China will allow direct trading of the yuan and the Japanese yen, in a move aimed at promoting trade between Asia's two biggest economies.

This means the two countries will not be using the US dollar as an intermediary.

China, which sometimes has a tense relationship with Japan, is the country's biggest trading partner.

China's central bank said the China Foreign Exchange Trade system would launch this trade, starting next month.

"This is part of China's broader strategy to reduce dependence on the dollar," said Dariusz Kowalczyk from Credit Agricole CIB in Hong Kong.

He added that the yen was chosen because of the large amount of trade between the two countries and that "this could lead to an expansion of trading with other currencies".

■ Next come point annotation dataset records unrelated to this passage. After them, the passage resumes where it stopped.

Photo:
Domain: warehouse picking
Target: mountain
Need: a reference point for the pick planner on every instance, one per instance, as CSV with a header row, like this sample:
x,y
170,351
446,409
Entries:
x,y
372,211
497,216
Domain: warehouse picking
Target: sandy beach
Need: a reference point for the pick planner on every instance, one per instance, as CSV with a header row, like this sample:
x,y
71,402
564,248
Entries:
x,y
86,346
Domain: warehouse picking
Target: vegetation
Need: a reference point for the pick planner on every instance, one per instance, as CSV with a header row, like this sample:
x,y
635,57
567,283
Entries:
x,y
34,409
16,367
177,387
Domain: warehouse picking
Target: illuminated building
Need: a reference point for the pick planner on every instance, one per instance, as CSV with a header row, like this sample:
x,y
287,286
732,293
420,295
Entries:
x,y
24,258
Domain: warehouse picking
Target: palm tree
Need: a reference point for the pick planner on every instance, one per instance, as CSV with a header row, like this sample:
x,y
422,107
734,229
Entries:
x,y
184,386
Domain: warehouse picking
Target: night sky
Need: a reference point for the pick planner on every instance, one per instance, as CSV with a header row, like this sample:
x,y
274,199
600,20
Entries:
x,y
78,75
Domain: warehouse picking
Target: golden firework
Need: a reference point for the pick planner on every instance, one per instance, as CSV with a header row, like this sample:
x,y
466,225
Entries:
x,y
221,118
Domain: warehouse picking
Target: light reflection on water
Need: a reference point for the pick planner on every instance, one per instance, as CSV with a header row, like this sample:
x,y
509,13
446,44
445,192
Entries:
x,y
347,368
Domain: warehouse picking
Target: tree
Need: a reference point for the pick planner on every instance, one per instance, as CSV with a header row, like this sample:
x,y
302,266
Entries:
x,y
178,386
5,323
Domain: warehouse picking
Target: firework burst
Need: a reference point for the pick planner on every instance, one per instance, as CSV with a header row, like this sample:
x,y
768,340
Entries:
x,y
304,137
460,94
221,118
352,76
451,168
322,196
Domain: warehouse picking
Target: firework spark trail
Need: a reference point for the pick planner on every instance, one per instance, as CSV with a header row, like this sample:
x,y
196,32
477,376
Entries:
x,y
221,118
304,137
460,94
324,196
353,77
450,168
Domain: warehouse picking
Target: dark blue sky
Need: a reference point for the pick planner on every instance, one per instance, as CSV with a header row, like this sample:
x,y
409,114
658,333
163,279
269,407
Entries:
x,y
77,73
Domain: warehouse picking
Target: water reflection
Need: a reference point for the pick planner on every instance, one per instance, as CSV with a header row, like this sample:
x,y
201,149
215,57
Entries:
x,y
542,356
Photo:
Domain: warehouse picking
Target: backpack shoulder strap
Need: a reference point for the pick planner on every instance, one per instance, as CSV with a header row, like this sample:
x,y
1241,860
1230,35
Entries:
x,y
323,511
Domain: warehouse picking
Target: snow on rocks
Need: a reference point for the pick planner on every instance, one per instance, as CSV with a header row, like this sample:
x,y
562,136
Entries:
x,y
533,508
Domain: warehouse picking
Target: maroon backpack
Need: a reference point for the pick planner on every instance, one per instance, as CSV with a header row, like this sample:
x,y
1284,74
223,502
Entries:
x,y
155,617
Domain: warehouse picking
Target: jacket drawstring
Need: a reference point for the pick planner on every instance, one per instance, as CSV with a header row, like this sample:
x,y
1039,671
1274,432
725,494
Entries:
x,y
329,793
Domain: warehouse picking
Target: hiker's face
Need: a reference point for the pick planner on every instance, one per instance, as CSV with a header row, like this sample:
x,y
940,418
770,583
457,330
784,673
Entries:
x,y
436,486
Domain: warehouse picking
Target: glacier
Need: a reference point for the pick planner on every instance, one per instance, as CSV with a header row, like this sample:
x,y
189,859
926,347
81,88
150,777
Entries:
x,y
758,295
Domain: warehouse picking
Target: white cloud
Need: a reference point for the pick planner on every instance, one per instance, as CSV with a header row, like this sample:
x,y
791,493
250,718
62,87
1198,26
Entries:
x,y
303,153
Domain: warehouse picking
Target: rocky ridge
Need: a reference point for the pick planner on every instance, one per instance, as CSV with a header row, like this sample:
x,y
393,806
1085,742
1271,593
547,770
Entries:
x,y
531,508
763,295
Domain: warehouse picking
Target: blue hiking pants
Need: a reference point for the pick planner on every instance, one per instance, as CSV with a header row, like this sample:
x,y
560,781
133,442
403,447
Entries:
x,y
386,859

In December, the leaders of Japan and China agreed to mutually promote direct trading between the two currencies based on market principles.

The People's Bank of China said the move would help lower currency conversion costs and help facilitate bilateral trade and investment.

Japanese Finance Minister Jun Azumi told reporters that trading under a new regime will start in Tokyo and Shanghai on 1 June, according to Reuters News agency.

"By conducting transactions without using the third country's currency, it will bring merits of reducing transaction costs and lowering risks involved in settlements at financial institutions," said Mr Azumi.

"That will contribute to improve convenience of the both countries' currencies and reinvigorate the Tokyo market."

Japanese media are reporting that this is the first time China has let a major currency other than the US dollar trade directly with the yuan.